A new tool called the R-factor could help ensure that science is reproducible and valid, according to a preprint posted on biorxiv: Science with no fiction. The authors, led by Peter Grabitz, are so confident in their idea that they’ve created a company called Verum Analytics to promote it. But how useful is this new metric going to be?
Not very useful, in my view. The R-factor (which stands for “reproducibility, reputation, responsibility, and robustness”) strikes me as a flawed idea.
The R-factor of any result is calculated “simply by dividing the number of published reports that have verified a scientific claim by the number of attempts to do so.” In other words, it’s the proportion of published attempts to confirm a claim that were successful. Only independent attempts count. For “an investigator, a journal, or an institution”, their R-factor is the average of the R-factors for all the claims they’ve published.
Here are my main concerns with this idea:
1) It’s subject to publication biases
The R-factor is a summary of the published literature. We know that the literature is biased, for instance, positive results are more likely to be published than negative ones. Grabitz et al. know this as well, in fact they suggest that the R-factor could help to solve these kinds of problems. But the R-factor, which takes the published literature ‘at face value’, will itself be affected by publication bias, p-hacking, etc.
There are many examples of results which have been ‘replicated’ in many papers (i.e. with a high R-factor) yet which on closer inspection are statistically improbable. This is the motivation behind proposals such as p-curve analysis and the R-Index (not related to the R-factor.) These methods test whether the literature is plausible, rather than just assuming that it is, as the R-factor does.
2) It’s simplistic
The R-factor adopts a ‘show of hands’ definition of reproducibility: count the papers that support a claim, count the ones that refute it, and work out the percentages. This approach treats all studies as equally informative, but they rarely are. What about the sample sizes, for instance? Shouldn’t a study with 1,000 datapoints count more than a study with 10? In the R-factor, they’re treated the same.
There’s a deeper problem. It’s simplistic to treat every study in a black and white way as either “confirming” or “refuting” a claim. In reality, data may strongly support a hypothesis, weakly support it, or be inconclusive, and everything in between.
Now, it might be possible to modify the R-factor to address these criticisms. We could weight studies by sample size, for example. However, if we make these modifications, we’d soon end up re-inventing the existing and widely used technique of meta-analysis. Which brings me onto the next point:
3) It doesn’t improve on what we already have (meta-analysis)
The R-factor has no advantages over a proper meta-analysis. I suppose the R-factor might be easier to calculate in some cases, but probably not by much. Finding an R-factor requires us to check many papers (the authors suggest all of the papers citing the original study in question) and check whether the results confirm or refute the hypothesis.
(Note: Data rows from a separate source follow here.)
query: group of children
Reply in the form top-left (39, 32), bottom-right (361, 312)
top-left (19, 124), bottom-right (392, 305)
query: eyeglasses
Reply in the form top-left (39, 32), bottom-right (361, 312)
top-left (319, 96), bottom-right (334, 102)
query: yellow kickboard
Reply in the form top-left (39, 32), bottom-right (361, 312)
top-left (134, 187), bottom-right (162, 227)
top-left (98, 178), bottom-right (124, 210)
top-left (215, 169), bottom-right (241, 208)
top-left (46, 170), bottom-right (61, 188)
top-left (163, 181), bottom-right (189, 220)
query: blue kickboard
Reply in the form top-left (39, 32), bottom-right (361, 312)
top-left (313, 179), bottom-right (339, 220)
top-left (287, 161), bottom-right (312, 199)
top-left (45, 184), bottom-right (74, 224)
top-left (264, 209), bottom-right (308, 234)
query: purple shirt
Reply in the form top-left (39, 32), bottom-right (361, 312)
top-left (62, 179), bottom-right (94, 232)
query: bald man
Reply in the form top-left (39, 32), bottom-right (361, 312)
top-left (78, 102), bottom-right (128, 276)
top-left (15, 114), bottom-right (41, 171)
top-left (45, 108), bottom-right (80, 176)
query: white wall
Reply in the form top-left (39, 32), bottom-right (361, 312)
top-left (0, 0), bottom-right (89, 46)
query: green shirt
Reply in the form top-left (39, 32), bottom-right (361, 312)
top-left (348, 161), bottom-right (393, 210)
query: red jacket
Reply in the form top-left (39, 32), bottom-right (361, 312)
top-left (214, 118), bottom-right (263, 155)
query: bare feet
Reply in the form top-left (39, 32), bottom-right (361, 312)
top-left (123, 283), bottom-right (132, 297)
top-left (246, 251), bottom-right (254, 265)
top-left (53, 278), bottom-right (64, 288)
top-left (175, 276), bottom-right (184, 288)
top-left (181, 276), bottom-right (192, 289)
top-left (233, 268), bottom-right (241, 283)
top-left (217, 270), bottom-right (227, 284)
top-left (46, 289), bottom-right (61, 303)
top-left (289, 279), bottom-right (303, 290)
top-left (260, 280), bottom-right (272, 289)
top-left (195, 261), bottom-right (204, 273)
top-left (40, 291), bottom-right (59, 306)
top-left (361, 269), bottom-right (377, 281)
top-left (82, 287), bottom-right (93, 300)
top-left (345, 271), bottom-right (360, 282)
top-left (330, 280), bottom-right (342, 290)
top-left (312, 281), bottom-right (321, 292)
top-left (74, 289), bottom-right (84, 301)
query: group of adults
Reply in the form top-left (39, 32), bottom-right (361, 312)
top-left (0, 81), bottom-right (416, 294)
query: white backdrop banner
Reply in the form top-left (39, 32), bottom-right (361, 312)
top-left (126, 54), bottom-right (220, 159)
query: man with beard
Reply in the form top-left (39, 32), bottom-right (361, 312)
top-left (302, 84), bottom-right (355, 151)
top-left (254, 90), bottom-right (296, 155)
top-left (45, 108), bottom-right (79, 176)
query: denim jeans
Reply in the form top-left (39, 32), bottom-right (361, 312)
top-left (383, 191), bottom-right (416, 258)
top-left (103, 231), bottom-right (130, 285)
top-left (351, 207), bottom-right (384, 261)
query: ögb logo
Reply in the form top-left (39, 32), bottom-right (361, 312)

If we’re doing that, why not also record the results needed for a meta-analysis?
4) It glosses over hard questions
A selling-point of the R-factor is that it’s easy to use: “The R-factor is relatively easy to calculate, as the process… can be done by anyone with a general expertise in biomedical research.” However, this seems naive. If we ask “how many studies confirm the existence of phenomenon X?”, this begs at least two questions: what is X? And what does it take to confirm it? Both may be substantial scientific or even philosophical questions.
Suppose for example that we’re calculating the R-factor for the claim that ‘antidepressants cause suicide’. We find a paper reporting that antidepressants increase suicide attempts but not suicide deaths. Does that confirm the hypothesis, refute it, or neither? Opinions might differ. This is not a contrived example, it’s based on a real debate. So two people could calculate two different R-factors from the same literature.
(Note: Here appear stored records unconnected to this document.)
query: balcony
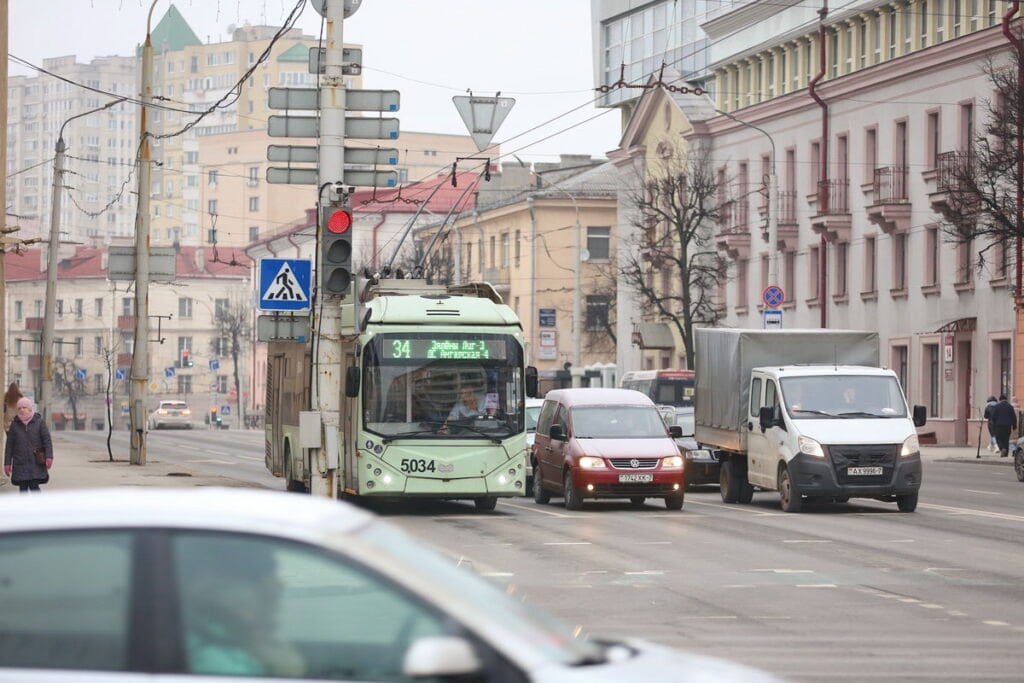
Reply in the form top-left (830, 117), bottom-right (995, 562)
top-left (928, 152), bottom-right (974, 219)
top-left (811, 178), bottom-right (853, 242)
top-left (866, 166), bottom-right (910, 233)
top-left (761, 189), bottom-right (800, 251)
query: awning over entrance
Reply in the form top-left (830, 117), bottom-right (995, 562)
top-left (936, 317), bottom-right (978, 332)
top-left (633, 323), bottom-right (676, 350)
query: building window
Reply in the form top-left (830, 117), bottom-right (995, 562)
top-left (924, 344), bottom-right (939, 418)
top-left (891, 232), bottom-right (906, 292)
top-left (587, 295), bottom-right (611, 332)
top-left (992, 339), bottom-right (1013, 396)
top-left (925, 225), bottom-right (939, 287)
top-left (831, 242), bottom-right (850, 297)
top-left (807, 247), bottom-right (820, 299)
top-left (862, 236), bottom-right (879, 293)
top-left (587, 227), bottom-right (611, 261)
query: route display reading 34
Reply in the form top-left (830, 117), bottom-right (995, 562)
top-left (383, 337), bottom-right (506, 360)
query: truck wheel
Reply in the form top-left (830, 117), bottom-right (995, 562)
top-left (738, 480), bottom-right (754, 505)
top-left (473, 496), bottom-right (498, 512)
top-left (896, 492), bottom-right (918, 512)
top-left (665, 494), bottom-right (683, 510)
top-left (718, 460), bottom-right (739, 503)
top-left (778, 466), bottom-right (803, 512)
top-left (534, 473), bottom-right (551, 505)
top-left (562, 470), bottom-right (583, 510)
top-left (285, 446), bottom-right (306, 494)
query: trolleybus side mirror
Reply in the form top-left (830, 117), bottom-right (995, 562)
top-left (526, 366), bottom-right (537, 398)
top-left (345, 368), bottom-right (359, 398)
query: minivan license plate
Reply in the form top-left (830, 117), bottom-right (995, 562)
top-left (846, 467), bottom-right (882, 476)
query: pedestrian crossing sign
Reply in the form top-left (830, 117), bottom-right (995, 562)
top-left (259, 258), bottom-right (312, 310)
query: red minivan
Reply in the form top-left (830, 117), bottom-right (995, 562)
top-left (530, 388), bottom-right (685, 510)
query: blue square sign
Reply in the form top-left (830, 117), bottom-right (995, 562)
top-left (259, 258), bottom-right (312, 310)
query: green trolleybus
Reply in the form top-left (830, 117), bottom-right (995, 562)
top-left (264, 280), bottom-right (537, 510)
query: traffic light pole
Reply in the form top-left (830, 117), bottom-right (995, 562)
top-left (309, 0), bottom-right (345, 498)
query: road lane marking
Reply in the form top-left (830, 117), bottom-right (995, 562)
top-left (918, 503), bottom-right (1024, 522)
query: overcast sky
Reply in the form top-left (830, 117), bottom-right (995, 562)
top-left (9, 0), bottom-right (620, 162)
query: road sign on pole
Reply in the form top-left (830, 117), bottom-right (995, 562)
top-left (761, 285), bottom-right (785, 308)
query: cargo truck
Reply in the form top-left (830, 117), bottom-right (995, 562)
top-left (694, 329), bottom-right (926, 512)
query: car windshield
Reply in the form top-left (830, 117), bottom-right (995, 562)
top-left (781, 375), bottom-right (907, 420)
top-left (361, 331), bottom-right (523, 440)
top-left (569, 405), bottom-right (667, 438)
top-left (359, 521), bottom-right (604, 665)
top-left (526, 405), bottom-right (541, 432)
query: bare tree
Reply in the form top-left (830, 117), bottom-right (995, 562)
top-left (210, 296), bottom-right (252, 427)
top-left (620, 141), bottom-right (726, 365)
top-left (936, 57), bottom-right (1024, 276)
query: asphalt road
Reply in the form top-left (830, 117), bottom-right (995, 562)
top-left (51, 430), bottom-right (1024, 682)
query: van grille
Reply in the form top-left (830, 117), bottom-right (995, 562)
top-left (608, 458), bottom-right (658, 470)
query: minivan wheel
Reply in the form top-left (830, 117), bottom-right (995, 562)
top-left (778, 466), bottom-right (803, 512)
top-left (534, 465), bottom-right (551, 505)
top-left (718, 460), bottom-right (739, 503)
top-left (665, 494), bottom-right (683, 510)
top-left (562, 470), bottom-right (583, 510)
top-left (896, 492), bottom-right (918, 512)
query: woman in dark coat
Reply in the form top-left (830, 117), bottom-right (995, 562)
top-left (3, 397), bottom-right (53, 494)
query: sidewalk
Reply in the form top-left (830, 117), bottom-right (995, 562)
top-left (0, 431), bottom-right (1014, 495)
top-left (0, 431), bottom-right (258, 495)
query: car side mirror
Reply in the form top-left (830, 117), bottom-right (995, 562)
top-left (913, 405), bottom-right (928, 427)
top-left (401, 636), bottom-right (483, 680)
top-left (525, 366), bottom-right (538, 398)
top-left (345, 367), bottom-right (359, 398)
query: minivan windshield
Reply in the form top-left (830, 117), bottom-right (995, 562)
top-left (781, 375), bottom-right (906, 420)
top-left (569, 405), bottom-right (668, 438)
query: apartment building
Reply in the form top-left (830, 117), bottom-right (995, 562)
top-left (606, 0), bottom-right (1021, 443)
top-left (5, 246), bottom-right (253, 429)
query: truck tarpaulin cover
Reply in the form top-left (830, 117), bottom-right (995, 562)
top-left (694, 328), bottom-right (879, 448)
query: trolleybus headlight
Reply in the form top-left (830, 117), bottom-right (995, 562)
top-left (899, 434), bottom-right (921, 458)
top-left (797, 436), bottom-right (825, 458)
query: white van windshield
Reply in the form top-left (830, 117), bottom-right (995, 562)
top-left (570, 405), bottom-right (668, 438)
top-left (781, 375), bottom-right (907, 420)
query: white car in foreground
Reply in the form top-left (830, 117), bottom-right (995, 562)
top-left (0, 488), bottom-right (777, 683)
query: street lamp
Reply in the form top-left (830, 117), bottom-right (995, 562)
top-left (715, 109), bottom-right (778, 287)
top-left (39, 97), bottom-right (127, 429)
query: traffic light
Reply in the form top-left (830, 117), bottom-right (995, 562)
top-left (321, 206), bottom-right (352, 296)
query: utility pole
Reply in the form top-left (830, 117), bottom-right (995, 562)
top-left (128, 0), bottom-right (157, 465)
top-left (38, 97), bottom-right (125, 430)
top-left (309, 0), bottom-right (351, 498)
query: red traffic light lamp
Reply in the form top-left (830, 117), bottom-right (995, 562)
top-left (319, 206), bottom-right (353, 296)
5) It’s an impoverished metric
If my claim has only been tested once, and passed that one test, it will have an R-factor of 1. If your claim has passed 99 out of 100 tests, it will have a lower R-factor than mine (0.99), yet most people would say that your claim is more replicable than mine. The R-factor doesn’t take the number of replications into account. This problem could be fixed, perhaps, by adding some kind of a confidence interval to the measure. (Edit: in fact the authors sometimes use subscripts to indicate the number; but not consistently. See comments.)
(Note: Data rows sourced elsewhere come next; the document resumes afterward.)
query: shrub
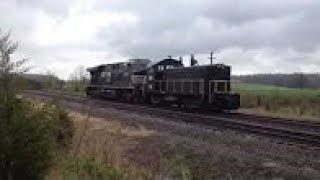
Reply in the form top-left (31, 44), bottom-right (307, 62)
top-left (0, 101), bottom-right (72, 179)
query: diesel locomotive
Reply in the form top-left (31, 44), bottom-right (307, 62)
top-left (86, 56), bottom-right (240, 110)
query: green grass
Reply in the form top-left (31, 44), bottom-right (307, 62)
top-left (233, 83), bottom-right (320, 118)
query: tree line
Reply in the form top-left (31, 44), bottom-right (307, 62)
top-left (232, 73), bottom-right (320, 89)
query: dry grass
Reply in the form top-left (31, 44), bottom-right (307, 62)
top-left (46, 103), bottom-right (320, 179)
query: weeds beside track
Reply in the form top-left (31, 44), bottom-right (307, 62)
top-left (27, 91), bottom-right (320, 148)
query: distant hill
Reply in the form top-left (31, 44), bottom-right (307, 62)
top-left (20, 74), bottom-right (64, 89)
top-left (22, 74), bottom-right (61, 83)
top-left (232, 73), bottom-right (320, 89)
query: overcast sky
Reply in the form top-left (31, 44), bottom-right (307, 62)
top-left (0, 0), bottom-right (320, 78)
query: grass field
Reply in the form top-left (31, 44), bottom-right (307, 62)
top-left (233, 83), bottom-right (320, 118)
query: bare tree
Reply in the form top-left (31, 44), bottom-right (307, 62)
top-left (0, 30), bottom-right (29, 119)
top-left (69, 66), bottom-right (88, 92)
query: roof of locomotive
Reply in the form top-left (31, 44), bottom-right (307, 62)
top-left (150, 58), bottom-right (183, 67)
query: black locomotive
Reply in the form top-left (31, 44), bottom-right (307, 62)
top-left (87, 56), bottom-right (240, 110)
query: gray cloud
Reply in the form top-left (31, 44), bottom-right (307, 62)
top-left (0, 0), bottom-right (320, 76)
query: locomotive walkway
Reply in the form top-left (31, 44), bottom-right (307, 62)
top-left (27, 91), bottom-right (320, 149)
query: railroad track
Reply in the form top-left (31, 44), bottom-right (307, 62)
top-left (28, 91), bottom-right (320, 148)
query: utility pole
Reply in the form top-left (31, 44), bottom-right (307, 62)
top-left (209, 51), bottom-right (217, 65)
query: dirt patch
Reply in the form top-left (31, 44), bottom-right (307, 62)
top-left (72, 104), bottom-right (320, 179)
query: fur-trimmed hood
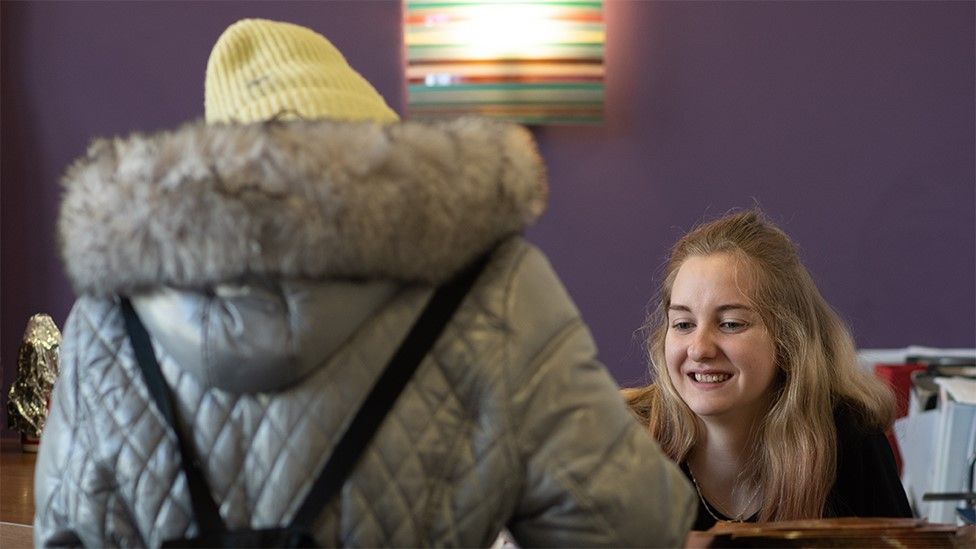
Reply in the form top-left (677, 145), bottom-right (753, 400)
top-left (58, 118), bottom-right (547, 295)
To be fair to Grabitz et al., I think they have a specific kind of studies in mind for the R-factor, namely molecular biology studies. The authors don’t explicitly state this limitation, in fact saying that “The R-factor is universal in that it is applicable to any scientific claim”, but most of the examples they give are from cancer biology.
For molecular biology, the R-factor does make some sense. Molecular biology studies don’t tend to use statistics. The results are presented in a qualitative manner, illustrated with blots. You can’t meta-analyze blots: they either show the pattern you’re looking for, or they don’t. So for this kind of study, my first three objections to the R-factor don’t really apply.
So the R-factor might work in some fields, but I don’t think it’s appropriate for any science that uses statistics – which includes the great majority of psychology and neuroscience.